Philadelphia partner Steve Baker and associates Kate Villanueva, Nolan Tully and Thomas Mueller were noted in a Deal Pipeline article titled, “Trinity Settlement Seeks Court Review of Securities Issue.” The team published a secondary market alert on November 20, titled, “Texas Supreme Court Petitioned to Review Allegedly Improper Characterization of Life Settlements as Securities,” which discussed the case.
Trinity Settlement Services LLC, which wanted to start selling fractional interests in life settlements several years ago, filed its petition with the court on Nov. 15 to overturn a decision by the 3rd District Court of Appeals in Austin. The appellate court ruling in August had affirmed a district court's decision from 2010.

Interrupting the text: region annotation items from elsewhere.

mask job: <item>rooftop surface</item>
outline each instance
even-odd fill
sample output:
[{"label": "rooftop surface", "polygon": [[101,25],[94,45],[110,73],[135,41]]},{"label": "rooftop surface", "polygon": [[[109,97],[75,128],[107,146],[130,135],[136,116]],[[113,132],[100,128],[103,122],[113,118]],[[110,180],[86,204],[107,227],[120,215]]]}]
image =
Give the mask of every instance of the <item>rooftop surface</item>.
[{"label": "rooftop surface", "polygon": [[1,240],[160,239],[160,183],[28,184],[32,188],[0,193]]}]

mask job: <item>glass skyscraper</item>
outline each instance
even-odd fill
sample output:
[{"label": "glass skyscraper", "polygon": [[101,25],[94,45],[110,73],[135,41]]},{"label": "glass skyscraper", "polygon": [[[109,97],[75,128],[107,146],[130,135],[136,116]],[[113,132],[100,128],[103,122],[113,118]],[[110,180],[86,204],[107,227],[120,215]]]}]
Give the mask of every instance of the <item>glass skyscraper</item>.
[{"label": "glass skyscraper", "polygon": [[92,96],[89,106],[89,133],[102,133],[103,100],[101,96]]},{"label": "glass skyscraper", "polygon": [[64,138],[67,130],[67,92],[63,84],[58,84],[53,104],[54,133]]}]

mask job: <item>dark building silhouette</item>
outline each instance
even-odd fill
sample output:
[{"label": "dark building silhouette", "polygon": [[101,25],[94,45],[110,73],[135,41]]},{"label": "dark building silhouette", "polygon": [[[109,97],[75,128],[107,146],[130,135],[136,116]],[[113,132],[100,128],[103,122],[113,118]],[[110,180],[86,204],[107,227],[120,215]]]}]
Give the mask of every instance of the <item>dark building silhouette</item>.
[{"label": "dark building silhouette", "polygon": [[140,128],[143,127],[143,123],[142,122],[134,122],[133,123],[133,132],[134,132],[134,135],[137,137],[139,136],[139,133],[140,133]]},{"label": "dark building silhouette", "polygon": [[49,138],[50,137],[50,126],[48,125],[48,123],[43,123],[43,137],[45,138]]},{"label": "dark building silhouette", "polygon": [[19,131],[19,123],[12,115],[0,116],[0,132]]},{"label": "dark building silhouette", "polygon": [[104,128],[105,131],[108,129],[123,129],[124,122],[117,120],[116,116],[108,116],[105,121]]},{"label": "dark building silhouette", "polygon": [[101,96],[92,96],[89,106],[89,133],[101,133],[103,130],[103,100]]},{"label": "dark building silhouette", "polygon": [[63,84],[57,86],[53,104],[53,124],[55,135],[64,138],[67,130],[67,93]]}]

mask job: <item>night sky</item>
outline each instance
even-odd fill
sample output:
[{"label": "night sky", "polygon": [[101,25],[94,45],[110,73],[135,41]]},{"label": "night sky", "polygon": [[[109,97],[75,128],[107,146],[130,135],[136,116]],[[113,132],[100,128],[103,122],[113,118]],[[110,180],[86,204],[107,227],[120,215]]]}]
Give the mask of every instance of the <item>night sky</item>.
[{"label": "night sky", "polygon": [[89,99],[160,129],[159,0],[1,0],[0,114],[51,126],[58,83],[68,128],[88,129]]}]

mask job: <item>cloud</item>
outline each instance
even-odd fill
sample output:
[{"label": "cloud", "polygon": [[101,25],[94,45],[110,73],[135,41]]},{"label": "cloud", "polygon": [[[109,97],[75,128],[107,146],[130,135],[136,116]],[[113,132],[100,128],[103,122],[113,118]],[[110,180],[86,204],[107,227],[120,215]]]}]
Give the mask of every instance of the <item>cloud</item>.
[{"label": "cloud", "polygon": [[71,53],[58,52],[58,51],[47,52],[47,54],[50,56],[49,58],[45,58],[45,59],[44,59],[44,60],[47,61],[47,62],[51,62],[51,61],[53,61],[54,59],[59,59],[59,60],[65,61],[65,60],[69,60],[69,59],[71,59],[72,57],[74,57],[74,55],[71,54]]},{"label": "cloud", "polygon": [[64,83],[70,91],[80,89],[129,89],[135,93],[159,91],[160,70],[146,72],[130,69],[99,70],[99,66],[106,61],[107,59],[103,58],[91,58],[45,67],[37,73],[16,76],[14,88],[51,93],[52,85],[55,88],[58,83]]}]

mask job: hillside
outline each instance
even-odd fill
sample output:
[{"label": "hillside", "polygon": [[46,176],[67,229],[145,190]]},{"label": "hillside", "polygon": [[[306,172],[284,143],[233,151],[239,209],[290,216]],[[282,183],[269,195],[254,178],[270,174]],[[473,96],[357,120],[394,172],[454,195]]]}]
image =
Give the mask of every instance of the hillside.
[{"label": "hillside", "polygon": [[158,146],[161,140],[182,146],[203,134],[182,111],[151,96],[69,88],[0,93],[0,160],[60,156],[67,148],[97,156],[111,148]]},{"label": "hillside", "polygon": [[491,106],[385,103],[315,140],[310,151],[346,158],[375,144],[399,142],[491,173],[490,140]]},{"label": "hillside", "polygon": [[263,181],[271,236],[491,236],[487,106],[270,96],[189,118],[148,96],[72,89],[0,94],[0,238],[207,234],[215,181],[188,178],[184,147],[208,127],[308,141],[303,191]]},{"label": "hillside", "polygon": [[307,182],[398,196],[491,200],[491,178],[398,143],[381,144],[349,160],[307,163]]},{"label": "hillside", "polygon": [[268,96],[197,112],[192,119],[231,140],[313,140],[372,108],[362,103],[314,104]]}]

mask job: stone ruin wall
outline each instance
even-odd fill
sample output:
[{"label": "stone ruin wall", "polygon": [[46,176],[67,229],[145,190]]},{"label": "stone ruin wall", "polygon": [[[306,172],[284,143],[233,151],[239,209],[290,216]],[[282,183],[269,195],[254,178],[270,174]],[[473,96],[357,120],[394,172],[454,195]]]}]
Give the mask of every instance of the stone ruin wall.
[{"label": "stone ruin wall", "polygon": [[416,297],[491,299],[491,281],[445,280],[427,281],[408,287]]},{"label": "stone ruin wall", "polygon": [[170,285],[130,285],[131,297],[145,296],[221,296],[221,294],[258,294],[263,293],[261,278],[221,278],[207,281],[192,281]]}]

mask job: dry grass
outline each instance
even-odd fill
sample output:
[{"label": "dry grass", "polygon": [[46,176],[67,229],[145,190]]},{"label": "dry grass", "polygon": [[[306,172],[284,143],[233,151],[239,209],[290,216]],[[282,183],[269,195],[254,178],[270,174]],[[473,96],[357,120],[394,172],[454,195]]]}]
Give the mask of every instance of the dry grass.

Trinity had sued the Texas State Securities Board and TSSB Commissioner John Morgan seeking an opinion that they acted without authority in filing an enforcement action against another life settlement company, Retirement Value LLC. Trinity also had asked for a ruling saying that the percentage interests in life insurance policies it proposed to sell were not securities under the Texas Securities Act.
The Dallas-based company had been planning to raise money for a business offering fractional interests in policies when Texas securities regulators issued a cease-and-desist order against Retirement Value, which had a similar program.
Ultimately, the securities board shut down Retirement Value of New Braunfels, Texas, alleging it had sold unregistered securities. The firm obtained about $77.6 million from more than 900 noteholders and now is in receivership.
The 3rd District Court of Appeals affirmed the lower court's decision holding that Trinity's claims were not ripe for adjudication and that the company had impermissibly filed suit to seek an advisory opinion from the court. Trinity's claims against the TSSB and Morgan also failed.
A decision by the TSSB on whether to bring an enforcement action against Trinity would depend on many things that have not yet occurred, including whether it chose to begin selling settlements, how they were structured, managerial efforts by Trinity and what type of investors bought the policies, the court said.
“Trinity's claim does not pose a pure question of law but instead asks the trial court to engage in a fact-based determination based upon contingent, hypothetical facts,” the ruling stated.
In their alert, Steve, Kate, Nolan and Thomas noted, “The Texas 5th District ruling that policies sold by Life Partners are securities differs from decisions by the Waco Court of Appeals in 2004 and the U.S. Court of Appeals for the District of Columbia in 1996.” In both those cases, policies sold by Life Partners were found not to be securities.